Particularly, in case of a soft X-ray region, it is possible to take such a manner that a rotating drum is wound with a thin plastic film, a specimen material is fixed to the plastic film expanded therefrom by means of instantaneous cooling or the like, and then, soft X-rays are irradiated onto the specimen material on the plastic film.

(3) In the above-described embodiment, although the case wherein a measuring time is made to be, for example, around 0.01 to 10 seconds per a cell is described, the invention is not limited thereto, as a matter of course, but it may be made to be, for example, 300 seconds per a cell in, particularly, the case of the laboratory type X-ray source described in the above paragraph (1), so that it is possible to measure 200 of cells per one day.

(4) In the above-described embodiment, although the case wherein 100 to 0.1 of a specimen material (cells) are allowed to flow per second is described, the invention is not limited thereto, as a matter of course, but it may be arranged in such that, for example, 0.003 or more of a specimen material is allowed to flow per second in the case where the measuring time is made to be, for example, 300 seconds per a cell as described in the above paragraph (3).

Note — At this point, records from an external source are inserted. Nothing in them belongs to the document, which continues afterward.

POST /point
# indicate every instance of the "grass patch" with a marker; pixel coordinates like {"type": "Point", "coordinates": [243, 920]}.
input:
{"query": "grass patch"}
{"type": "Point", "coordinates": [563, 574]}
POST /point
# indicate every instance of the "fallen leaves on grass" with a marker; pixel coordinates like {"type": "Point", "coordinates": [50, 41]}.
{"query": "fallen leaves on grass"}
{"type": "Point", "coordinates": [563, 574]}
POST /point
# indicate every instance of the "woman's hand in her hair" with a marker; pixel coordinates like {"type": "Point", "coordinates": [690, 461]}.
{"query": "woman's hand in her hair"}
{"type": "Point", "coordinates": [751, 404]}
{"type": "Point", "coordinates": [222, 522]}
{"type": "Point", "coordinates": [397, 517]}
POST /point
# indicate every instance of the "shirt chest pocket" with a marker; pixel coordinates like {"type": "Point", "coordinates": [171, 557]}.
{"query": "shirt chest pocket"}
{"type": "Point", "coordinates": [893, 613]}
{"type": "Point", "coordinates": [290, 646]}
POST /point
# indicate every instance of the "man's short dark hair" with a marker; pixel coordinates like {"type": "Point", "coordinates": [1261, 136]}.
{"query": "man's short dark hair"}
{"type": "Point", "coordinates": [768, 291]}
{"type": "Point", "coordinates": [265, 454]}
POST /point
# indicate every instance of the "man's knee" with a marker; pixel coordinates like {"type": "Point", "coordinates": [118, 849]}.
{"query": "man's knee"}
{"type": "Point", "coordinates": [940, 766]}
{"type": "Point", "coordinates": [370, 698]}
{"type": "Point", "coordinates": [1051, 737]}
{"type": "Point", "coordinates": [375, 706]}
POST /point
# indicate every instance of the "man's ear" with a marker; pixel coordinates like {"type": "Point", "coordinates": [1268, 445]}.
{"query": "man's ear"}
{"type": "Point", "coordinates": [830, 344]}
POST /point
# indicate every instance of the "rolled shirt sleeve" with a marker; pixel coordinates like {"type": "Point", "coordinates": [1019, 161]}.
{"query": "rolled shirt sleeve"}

(5) The above-described embodiment may be properly combined with the modifications as described in the above paragraphs (1) through (4).

INDUSTRIAL APPLICABILITY

The present invention is expected to be applied in respective fields (immunology, biogenetics, protein engineering, molecular biology, cell biology and the like) of biology and experimental medicine, or clinical medicine relating to pathologic diagnosis, or drug discovery and the like; and the technology derived from the invention is applicable to blood analysis, cell markers, cell experiments or pathological analysis and the like.

Claims

1. A flow cytometer, characterized in that:

a sample liquid flow generating means for generating a sample liquid flow by flowing a sample liquid containing an object to be measured at a predetermined flow speed;

a monochromatic X-ray applying means for irradiating monochromatic X-rays to the object to be measured in the sample liquid flow generated by said sample liquid flow generating means; and

a fluorescent X-ray detecting means for detecting the fluorescent X-rays emitted from elements constituting the object to be measured in response to the irradiation of the monochromatic X-rays irradiated from said monochromatic X-ray irradiating means to the object to be measured.

2. The flow cytometer as claimed in claim 1, characterized in that:

a beam diameter of the monochromatic X-rays irradiated to the object to be measured from said monochromatic irradiating means is 0.1 μm or more to 500 μm or less.

3. A flow cytometer as claimed in any one of claims 1 or 2, characterized in that

an incident energy of the monochromatic X-ray beams irradiated to the object to be measured from said monochromatic X-ray irradiating means is 0.1 KeV or more to 16 KeV or less.

4. The flow cytometer as claimed in claim 1, characterized in that:

said sample liquid flow generating means flows the sample liquid flow inside a tube;

said monochromatic X-ray irradiating means irradiates monochromatic X-rays to the object to be measured inside said tube; and

a diameter of said tube is 20 to 500 μm.